Rational use of glybenclamide products in the treatment of patients with type 2 diabetes remains a high-priority task. The paper offers a summary of the main groups of glibenclamide drugs and describes pharmacogenetics of glybenclamide. Glibenclamide is metabolized by the enzyme cytochrome P450 2C9 (CYP2C9). Individuals with genetically determined low CYP2C9 activity are at an increased risk of hypoglycaemia. Carriers of CYP2C9*3 and CYP2C9*2 alleles tend to have higher concentrations of glybenclamide in blood and increased insulin secretion.
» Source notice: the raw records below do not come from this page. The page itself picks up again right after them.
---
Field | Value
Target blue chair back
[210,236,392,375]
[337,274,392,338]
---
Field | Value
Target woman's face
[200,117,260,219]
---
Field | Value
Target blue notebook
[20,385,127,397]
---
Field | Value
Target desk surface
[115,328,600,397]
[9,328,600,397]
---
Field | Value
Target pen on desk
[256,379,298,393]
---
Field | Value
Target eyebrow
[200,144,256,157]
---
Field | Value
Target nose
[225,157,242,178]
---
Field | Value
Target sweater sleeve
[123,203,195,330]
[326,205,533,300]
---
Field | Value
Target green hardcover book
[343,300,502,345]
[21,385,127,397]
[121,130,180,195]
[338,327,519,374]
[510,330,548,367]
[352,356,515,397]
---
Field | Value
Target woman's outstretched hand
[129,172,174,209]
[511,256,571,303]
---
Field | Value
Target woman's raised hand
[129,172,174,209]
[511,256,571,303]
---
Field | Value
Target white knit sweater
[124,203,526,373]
Pharmacogenetic testing of patients and drug concentration monitoring using HPLC-MS can help reduce the risk of hypoglycemia during glibenclamide treatment. Based on literature review the authors selected the method characterised by a simple sample preparation procedure, short analysis time, and a wide analytical range for the substances being determined. This method can be useful both for bioequivalence studies and evaluation of glibenclamide products interchangeability. Glibenclamide pharmacokinetics is characterised by high interindividual variability. This may lead to both an increased risk of hypoglycemia and drug inefficacy, therefore, when prescribing glibenclamide, a physician should carefully control the efficacy and safety of drug therapy.
格列本脲治疗糖尿病的药物监测、CYP2C9基因分型和表型分析
合理使用格列苯脲产品治疗2型糖尿病仍然是一个高度优先的任务。本文综述了格列本脲类药物的主要分类,并介绍了格列本脲的药物遗传学。格列本脲由细胞色素酶P450 2C9 (CYP2C9)代谢。基因决定CYP2C9活性低的个体低血糖的风险增加。携带CYP2C9*3和CYP2C9*2等位基因的患者血中格列本脲浓度较高,胰岛素分泌增多。采用高效液相色谱-质谱法对患者进行药物遗传学检测和药物浓度监测有助于降低格列本脲治疗期间低血糖的风险。在查阅文献的基础上,作者选择了样品制备程序简单、分析时间短、分析范围广的方法。该方法可用于生物等效性研究和格列本脲产品互换性评价。格列本脲药代动力学的特点是高度个体间变异性。这可能导致低血糖和药物无效的风险增加,因此,在开格列本脲处方时,医生应仔细控制药物治疗的有效性和安全性。
本文章由计算机程序翻译,如有差异,请以英文原文为准。